Although the snow was coming down lightly, enough had accumulated to cover everything in a soft, glittering white. There were a few people walking on the streets. Brave souls who had errands to run or wanted to see the city in its quietness — a contrast to an average day.
I wasn’t really sure how, but from my seat behind the snowplow wheel, I knew that once the light turned green, it was my job to clear the road for the cars behind me.
As a reporter, my job has taken me to interesting places, and pushed me out of my element a couple of times. This assignment was no different, but since they offered to let me try, I figured I better give it a go.
They sent me out as the front plow, giving me the task of clearing the center line. It’s a job that is trickier than is sounds when you can’t see the center line, let alone the where the road ends, and I assumed that cities are not thrilled when you decide to redesign the curb’s curve with a misplaced steel blade.
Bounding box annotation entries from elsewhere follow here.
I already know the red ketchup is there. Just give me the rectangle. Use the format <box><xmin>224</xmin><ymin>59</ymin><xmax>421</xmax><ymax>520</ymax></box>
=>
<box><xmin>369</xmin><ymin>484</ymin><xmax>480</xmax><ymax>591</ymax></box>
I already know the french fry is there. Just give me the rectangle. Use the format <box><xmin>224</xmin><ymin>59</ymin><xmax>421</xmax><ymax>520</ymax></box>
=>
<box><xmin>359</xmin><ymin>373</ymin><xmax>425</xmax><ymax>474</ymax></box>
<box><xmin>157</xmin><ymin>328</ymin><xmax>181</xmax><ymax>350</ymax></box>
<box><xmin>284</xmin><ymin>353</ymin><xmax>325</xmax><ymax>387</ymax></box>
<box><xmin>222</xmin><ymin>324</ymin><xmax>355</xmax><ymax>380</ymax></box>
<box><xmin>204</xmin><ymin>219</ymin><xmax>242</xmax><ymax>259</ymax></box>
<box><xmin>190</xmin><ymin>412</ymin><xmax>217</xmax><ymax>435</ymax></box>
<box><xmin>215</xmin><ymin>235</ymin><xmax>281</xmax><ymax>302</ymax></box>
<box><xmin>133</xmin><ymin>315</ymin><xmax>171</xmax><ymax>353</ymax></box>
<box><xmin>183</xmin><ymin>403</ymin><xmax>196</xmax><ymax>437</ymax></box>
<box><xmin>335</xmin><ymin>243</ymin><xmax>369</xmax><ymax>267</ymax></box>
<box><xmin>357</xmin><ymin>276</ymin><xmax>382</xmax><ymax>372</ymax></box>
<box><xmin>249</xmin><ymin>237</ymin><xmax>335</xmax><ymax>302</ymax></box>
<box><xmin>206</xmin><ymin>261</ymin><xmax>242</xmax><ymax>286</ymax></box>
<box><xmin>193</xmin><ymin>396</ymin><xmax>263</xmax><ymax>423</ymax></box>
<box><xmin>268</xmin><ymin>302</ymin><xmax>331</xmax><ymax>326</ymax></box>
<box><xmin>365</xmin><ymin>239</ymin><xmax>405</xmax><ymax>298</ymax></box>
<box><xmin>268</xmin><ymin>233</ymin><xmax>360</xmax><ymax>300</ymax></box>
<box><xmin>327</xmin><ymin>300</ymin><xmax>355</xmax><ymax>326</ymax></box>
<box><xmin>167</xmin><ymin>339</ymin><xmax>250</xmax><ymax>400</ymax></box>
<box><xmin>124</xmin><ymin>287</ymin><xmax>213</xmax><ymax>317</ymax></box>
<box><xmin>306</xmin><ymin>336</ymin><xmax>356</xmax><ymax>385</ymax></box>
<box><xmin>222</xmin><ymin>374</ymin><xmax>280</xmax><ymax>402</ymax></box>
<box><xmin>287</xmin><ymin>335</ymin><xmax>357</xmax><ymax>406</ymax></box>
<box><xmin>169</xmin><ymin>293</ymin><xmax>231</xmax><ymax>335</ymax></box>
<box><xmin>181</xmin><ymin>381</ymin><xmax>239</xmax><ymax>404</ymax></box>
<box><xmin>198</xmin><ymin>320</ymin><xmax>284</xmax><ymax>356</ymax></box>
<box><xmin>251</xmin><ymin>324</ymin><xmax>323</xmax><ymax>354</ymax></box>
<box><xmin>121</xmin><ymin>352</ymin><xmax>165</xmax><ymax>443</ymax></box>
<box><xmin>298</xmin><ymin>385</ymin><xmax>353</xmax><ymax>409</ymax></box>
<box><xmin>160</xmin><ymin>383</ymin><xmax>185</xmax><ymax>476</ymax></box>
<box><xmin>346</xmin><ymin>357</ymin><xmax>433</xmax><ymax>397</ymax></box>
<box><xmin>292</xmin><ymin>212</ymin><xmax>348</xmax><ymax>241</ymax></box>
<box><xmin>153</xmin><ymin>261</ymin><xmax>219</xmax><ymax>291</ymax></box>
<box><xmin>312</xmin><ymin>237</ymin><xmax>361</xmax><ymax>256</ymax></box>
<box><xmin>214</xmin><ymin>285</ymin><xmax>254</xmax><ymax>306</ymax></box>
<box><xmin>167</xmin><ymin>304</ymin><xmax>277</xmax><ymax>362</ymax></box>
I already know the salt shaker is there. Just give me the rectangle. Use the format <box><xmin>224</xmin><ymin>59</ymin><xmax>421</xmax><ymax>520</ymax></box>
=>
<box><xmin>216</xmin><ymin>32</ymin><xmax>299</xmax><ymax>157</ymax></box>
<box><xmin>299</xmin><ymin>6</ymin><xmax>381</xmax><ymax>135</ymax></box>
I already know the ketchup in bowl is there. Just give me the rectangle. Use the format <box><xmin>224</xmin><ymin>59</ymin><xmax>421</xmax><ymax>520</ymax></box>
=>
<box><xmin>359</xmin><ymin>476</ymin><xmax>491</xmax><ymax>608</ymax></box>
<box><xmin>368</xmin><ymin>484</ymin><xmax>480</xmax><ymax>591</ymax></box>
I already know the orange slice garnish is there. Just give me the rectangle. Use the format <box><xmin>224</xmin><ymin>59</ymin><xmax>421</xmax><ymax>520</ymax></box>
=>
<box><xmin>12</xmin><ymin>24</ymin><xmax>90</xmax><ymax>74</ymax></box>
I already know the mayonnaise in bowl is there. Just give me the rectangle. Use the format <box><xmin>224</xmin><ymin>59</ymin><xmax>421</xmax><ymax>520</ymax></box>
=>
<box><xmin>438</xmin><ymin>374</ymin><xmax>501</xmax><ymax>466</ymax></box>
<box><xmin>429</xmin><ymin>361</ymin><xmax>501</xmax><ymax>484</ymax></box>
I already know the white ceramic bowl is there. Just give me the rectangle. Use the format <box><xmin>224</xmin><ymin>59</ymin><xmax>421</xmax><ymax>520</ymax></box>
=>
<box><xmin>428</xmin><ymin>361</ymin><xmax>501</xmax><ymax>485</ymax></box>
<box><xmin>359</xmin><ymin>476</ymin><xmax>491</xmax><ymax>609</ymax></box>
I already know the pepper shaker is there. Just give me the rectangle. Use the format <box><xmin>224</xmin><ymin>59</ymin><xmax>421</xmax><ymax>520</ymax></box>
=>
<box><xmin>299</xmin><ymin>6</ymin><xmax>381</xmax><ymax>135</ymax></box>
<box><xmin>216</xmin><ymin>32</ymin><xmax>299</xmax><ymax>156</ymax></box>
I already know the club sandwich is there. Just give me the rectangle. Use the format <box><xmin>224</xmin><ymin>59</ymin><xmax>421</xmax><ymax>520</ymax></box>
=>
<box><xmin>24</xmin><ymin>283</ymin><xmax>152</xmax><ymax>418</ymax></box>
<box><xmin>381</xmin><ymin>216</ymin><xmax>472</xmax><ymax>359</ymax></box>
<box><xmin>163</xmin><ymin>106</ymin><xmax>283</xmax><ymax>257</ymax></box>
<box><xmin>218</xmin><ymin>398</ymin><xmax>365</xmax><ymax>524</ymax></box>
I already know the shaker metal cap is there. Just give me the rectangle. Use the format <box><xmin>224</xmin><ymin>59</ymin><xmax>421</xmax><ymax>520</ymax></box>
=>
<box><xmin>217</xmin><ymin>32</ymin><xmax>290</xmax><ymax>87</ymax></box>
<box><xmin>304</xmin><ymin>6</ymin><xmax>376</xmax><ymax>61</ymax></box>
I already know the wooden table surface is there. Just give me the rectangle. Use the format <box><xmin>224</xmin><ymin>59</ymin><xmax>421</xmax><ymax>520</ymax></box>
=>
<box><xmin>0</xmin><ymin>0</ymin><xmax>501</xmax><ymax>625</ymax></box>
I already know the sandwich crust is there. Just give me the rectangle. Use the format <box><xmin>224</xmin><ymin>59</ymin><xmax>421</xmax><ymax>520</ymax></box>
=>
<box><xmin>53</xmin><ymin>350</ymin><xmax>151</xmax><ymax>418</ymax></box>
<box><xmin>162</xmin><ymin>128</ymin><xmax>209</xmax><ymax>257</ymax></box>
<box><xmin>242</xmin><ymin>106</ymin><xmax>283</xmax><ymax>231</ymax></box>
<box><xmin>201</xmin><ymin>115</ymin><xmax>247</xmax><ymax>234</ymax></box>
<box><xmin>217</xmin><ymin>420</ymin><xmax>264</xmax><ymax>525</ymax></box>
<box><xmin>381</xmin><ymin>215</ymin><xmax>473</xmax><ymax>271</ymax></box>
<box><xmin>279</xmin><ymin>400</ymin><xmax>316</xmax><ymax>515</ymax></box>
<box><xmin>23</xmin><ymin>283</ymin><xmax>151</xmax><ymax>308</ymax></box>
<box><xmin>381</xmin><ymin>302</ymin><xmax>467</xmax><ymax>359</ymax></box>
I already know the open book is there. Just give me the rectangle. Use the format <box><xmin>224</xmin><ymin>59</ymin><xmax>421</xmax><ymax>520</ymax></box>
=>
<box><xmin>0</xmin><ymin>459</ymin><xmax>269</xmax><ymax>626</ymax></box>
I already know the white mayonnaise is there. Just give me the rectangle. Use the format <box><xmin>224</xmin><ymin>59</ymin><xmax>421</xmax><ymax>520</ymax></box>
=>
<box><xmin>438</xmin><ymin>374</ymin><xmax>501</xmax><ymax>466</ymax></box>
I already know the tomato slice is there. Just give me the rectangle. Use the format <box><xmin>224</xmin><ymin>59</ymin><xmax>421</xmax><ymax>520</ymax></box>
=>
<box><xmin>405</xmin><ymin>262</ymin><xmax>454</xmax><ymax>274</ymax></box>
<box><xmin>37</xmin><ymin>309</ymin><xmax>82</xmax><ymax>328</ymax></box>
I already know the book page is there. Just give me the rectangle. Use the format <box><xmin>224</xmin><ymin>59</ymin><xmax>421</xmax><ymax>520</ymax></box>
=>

The gas pedal required a more pressure than my little car, but gradually I eased into the intersection and began sending up a dense cloud of snow visible in my right mirror.
It took me a little bit to find the center, but once I did, I was able to maintain a fairly straight path, only changing course for crazy drivers who insisted on scooting out in front of me before getting caught in my wake.
At my first turn, I almost hit a semi. In fact, I was sure I was going to.
A snowplow is a lot of truck to maneuver, and I took the advice of “make a wide turn” a little too seriously.
In spite of my crescendoing oh-nos, the woman behind me had the presence of mind to grab the wheel and prevent me from fish-tailing all over the place.
As I steadied my course again, I could hear the snowplowing veterans to my left chuckling. What a rookie mistake.
The rest of the drive continued without incident and when I felt the wheel rumble as I crossed the railroad tracks, the simulation suddenly ended. I let out the tension I didn’t know I had been holding with a sigh.
It’s hard work keeping an eye out for errant drivers and icy patches, not to mention having to remember to lift your blades and spread sand at the right moments.
Afterward, the trainers showed me all the other simulations they could have thrown at me. I silently thanked them for not making the drive as difficult as they could have.
One of them suggested that if this whole writing thing doesn’t work out, I could start a whole new career as a snow plow driver.
Considering I had just beating the score he had earned earlier, I thought I probably could.
On the other hand, it did take me at least 15 minutes to complete the maybe 10- block course.
And there was that whole semi incident. . .
Perhaps it would be wiser to stick with words and leave the plowing to the pros.